= Edward Locke Elliot =

British Army general (1850–1938)

Lieutenant-General Sir Edward Locke Elliot, (28 January 1850 – 12 December 1938) was a British Indian Army general during the Second Boer War and in British India.

==Biography==
Elliot was the son of Colonel Edward King Elliot. He was educated at Harrow School and Royal Military College, Sandhurst, before being commissioned into the 108th (Madras Infantry) Regiment of Foot in January 1868.

He served in the Second Anglo-Afghan War in 1879, and in Burma, 1885–1889, being mentioned in despatches (dated 2 September 1887) and awarded the Distinguished Service Order (DSO).

Elliott participated in the Dongola Expedition of 1896, when he was again mentioned in despatches and after it was appointed a Companion of the Order of the Bath. Two years later, in 1898, he was promoted to colonel and appointed Inspector-General of Cavalry in India.

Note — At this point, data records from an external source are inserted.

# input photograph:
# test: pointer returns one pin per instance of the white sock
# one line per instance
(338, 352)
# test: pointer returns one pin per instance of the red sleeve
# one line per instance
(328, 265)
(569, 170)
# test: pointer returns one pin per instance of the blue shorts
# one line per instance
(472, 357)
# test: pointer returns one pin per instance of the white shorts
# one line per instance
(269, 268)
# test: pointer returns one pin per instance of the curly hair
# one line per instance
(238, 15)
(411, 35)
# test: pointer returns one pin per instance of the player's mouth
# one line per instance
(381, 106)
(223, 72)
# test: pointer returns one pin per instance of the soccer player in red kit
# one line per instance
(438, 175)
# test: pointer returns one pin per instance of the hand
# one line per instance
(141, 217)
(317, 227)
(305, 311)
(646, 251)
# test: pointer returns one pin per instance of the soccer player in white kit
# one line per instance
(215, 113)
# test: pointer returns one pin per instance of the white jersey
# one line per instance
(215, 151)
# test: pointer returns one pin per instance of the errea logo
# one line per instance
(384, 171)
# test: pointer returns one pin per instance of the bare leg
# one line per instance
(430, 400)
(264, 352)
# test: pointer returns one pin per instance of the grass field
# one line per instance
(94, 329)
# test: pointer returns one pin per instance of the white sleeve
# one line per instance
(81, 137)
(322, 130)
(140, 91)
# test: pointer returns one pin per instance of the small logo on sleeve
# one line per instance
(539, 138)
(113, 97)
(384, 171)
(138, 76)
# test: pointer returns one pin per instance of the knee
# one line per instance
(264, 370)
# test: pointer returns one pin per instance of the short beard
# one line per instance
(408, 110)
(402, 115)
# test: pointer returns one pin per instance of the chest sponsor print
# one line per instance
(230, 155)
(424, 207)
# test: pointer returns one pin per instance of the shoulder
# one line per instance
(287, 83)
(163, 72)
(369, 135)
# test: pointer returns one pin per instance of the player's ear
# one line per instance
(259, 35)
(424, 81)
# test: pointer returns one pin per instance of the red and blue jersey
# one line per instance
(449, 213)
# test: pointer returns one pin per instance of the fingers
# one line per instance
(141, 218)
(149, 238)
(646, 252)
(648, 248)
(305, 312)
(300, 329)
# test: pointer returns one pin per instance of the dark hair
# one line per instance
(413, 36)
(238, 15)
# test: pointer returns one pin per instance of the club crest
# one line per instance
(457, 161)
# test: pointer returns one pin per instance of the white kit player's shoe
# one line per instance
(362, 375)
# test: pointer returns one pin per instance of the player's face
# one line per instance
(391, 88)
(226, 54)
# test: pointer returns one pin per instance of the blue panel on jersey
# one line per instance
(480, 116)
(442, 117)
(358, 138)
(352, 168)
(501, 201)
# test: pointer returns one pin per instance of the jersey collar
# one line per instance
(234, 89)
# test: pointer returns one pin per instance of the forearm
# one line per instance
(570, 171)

He served in South Africa for 15 months from 1901 to 1902, after the Second Boer War had changed from conventional warfare to a guerrilla war. During the latter part of the war he commanded troops in the east of the Orange River Colony, and following the announcement of peace on 31 May 1902, he supervised the surrender of arms in that area. For his services in the war he was twice mentioned in despatches (dated 17 June and 23 June), and was created a KCB. He was promoted to Major-General on 1 April 1902.

Following the end of the second Boer war, Elliot returned home to the United Kingdom, but in late 1902 was back in India to take up his former employment as Inspector General of Cavalry.

From 1905 to 1910, he commanded the 8th (Lucknow) Division in India. He retired from the army in 1911, having been promoted to the rank of Lieutenant-General in 1906.

During the First World War he served in France as Military Adviser, Indian Army. He was appointed KCIE in 1919 and also received the Legion d'Honneur.

He died at The Coppice in Nottingham on 12 December 1938.

==Family==
Elliot married, in 1893, Eva Sybil Smith, eldest daughter of Colonel Percy Smith, by whom he had a daughter.